What does Bhagavad Gita 4.27 teach today's generation (Gen Z & millennials)?
Krishna names what we'd today recognise as integrated contemplative practice — bringing the senses, the breath, and the vital energy together into a single disciplined fire kindled by understanding. This isn't casual; this is systematic yoga. Think pranayama, meditation, sustained sensory withdrawal — practices that involve the whole psychosomatic system, not just thinking about things. What distinguishes this from the earlier forms is the demand for UNITY. You're not just controlling behaviour, not just withdrawing senses, not just being grateful while engaged — you're bringing your senses, your breath, your attention, and your vital energy into the same disciplined field at the same time. That's why it requires 'jnana-dīpite' — kindled by knowledge. Without real understanding driving the practice, this kind of integrated work either falls apart or becomes mere technique without transformation. The combination is potent: practices grounded in real seeing, sustained over time, that work the whole system rather than just the surface mind. For us: if you have a serious meditation or breath practice, this verse names what's actually happening. You're using your attention to bring multiple usually-separate channels (breath, sensation, mind) into one place. The fire of that integration, when knowledge feeds it, burns through residue and conditioning in a way that more partial practices can't. If you don't have such a practice and feel drawn to one, this verse honours that calling. The Gita isn't dismissing systematic discipline; it's including it among the yajnas. The principle is still offering — but here, the offering is more comprehensive: your whole energetic system, given to the practice itself.

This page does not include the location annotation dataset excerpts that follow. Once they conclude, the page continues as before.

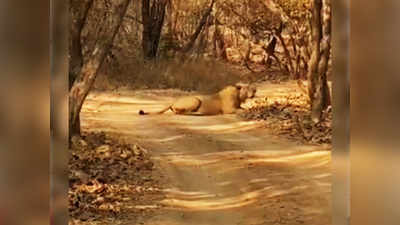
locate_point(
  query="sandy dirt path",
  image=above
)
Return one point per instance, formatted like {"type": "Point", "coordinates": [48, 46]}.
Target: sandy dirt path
{"type": "Point", "coordinates": [220, 169]}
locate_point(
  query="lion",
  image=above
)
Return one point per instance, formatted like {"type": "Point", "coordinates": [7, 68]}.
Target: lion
{"type": "Point", "coordinates": [226, 101]}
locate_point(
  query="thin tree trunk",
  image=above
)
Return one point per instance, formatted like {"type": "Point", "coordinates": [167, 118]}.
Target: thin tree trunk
{"type": "Point", "coordinates": [77, 23]}
{"type": "Point", "coordinates": [87, 76]}
{"type": "Point", "coordinates": [199, 28]}
{"type": "Point", "coordinates": [153, 20]}
{"type": "Point", "coordinates": [317, 79]}
{"type": "Point", "coordinates": [325, 50]}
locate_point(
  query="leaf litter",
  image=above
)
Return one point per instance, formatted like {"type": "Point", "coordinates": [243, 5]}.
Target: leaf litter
{"type": "Point", "coordinates": [289, 116]}
{"type": "Point", "coordinates": [111, 181]}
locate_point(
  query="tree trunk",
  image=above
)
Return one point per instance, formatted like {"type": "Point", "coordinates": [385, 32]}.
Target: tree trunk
{"type": "Point", "coordinates": [77, 21]}
{"type": "Point", "coordinates": [86, 78]}
{"type": "Point", "coordinates": [317, 88]}
{"type": "Point", "coordinates": [199, 28]}
{"type": "Point", "coordinates": [153, 20]}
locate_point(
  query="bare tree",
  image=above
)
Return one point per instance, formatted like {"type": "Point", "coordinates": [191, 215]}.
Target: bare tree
{"type": "Point", "coordinates": [153, 20]}
{"type": "Point", "coordinates": [79, 10]}
{"type": "Point", "coordinates": [199, 28]}
{"type": "Point", "coordinates": [318, 88]}
{"type": "Point", "coordinates": [89, 71]}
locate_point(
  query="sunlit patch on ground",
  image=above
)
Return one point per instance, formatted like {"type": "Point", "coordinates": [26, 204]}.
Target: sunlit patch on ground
{"type": "Point", "coordinates": [220, 166]}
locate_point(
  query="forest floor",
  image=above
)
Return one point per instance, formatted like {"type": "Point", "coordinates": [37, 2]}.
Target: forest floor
{"type": "Point", "coordinates": [211, 170]}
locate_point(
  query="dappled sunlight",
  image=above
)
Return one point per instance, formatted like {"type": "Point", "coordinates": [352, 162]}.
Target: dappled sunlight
{"type": "Point", "coordinates": [230, 127]}
{"type": "Point", "coordinates": [224, 203]}
{"type": "Point", "coordinates": [319, 157]}
{"type": "Point", "coordinates": [218, 164]}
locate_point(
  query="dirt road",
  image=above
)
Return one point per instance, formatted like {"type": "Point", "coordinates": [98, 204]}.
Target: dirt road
{"type": "Point", "coordinates": [220, 170]}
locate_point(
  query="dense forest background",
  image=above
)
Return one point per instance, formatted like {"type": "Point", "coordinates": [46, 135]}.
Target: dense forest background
{"type": "Point", "coordinates": [199, 45]}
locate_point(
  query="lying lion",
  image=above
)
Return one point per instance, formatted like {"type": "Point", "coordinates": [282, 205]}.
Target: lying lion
{"type": "Point", "coordinates": [226, 101]}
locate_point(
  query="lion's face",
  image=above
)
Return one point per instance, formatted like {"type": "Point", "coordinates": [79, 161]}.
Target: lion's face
{"type": "Point", "coordinates": [246, 91]}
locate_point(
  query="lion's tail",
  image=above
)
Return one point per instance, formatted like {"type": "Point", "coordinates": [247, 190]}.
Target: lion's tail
{"type": "Point", "coordinates": [141, 112]}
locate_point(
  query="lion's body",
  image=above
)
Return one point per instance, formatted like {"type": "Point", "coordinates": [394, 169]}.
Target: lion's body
{"type": "Point", "coordinates": [226, 101]}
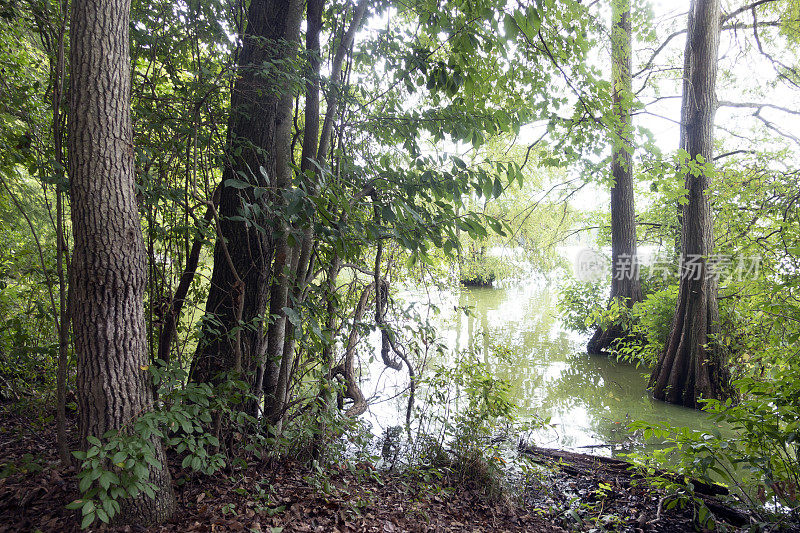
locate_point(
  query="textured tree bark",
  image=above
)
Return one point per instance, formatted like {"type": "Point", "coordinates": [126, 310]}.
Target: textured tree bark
{"type": "Point", "coordinates": [625, 271]}
{"type": "Point", "coordinates": [691, 366]}
{"type": "Point", "coordinates": [280, 349]}
{"type": "Point", "coordinates": [282, 357]}
{"type": "Point", "coordinates": [258, 153]}
{"type": "Point", "coordinates": [108, 268]}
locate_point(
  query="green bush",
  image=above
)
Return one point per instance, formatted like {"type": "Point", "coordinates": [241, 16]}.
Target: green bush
{"type": "Point", "coordinates": [578, 301]}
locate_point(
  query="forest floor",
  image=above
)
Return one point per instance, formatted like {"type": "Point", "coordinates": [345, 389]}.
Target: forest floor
{"type": "Point", "coordinates": [575, 493]}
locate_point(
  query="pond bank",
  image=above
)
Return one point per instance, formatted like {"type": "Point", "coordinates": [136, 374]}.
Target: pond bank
{"type": "Point", "coordinates": [578, 495]}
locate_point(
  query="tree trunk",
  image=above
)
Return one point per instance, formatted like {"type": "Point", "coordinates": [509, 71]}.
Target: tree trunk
{"type": "Point", "coordinates": [108, 269]}
{"type": "Point", "coordinates": [625, 269]}
{"type": "Point", "coordinates": [691, 366]}
{"type": "Point", "coordinates": [257, 153]}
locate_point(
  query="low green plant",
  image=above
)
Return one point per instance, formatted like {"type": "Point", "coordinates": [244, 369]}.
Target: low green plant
{"type": "Point", "coordinates": [117, 466]}
{"type": "Point", "coordinates": [577, 300]}
{"type": "Point", "coordinates": [761, 463]}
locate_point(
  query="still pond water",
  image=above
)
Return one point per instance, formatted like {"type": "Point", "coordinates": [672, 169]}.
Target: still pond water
{"type": "Point", "coordinates": [589, 399]}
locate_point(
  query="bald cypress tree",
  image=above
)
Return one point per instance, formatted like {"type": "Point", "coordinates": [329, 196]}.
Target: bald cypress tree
{"type": "Point", "coordinates": [692, 367]}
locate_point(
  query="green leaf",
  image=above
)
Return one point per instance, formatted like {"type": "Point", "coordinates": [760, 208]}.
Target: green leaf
{"type": "Point", "coordinates": [87, 520]}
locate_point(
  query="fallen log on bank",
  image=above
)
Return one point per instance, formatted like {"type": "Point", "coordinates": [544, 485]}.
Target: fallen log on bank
{"type": "Point", "coordinates": [623, 472]}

What does Bhagavad Gita 4.27 mean explained simply for kids?
Krishna shares another beautiful kind of practice: some people quietly bring EVERYTHING they have — what they see, hear, feel, smell, taste, and even their breath! — into a special focused practice, like a beautiful fire of attention and wisdom. This is what people who do deep yoga and meditation do. They use everything in them as a way to grow wiser and more peaceful. It's not better or worse than other ways — it's just another wonderful path that uses your whole self together!
Related shlokas
Chapter context
Krishna reveals the lineage of this yoga and the principle of divine incarnation (avatara) — descending age after age to restore dharma. He explains action in inaction, various forms of sacrifice, and the supremacy of the sacrifice of knowledge.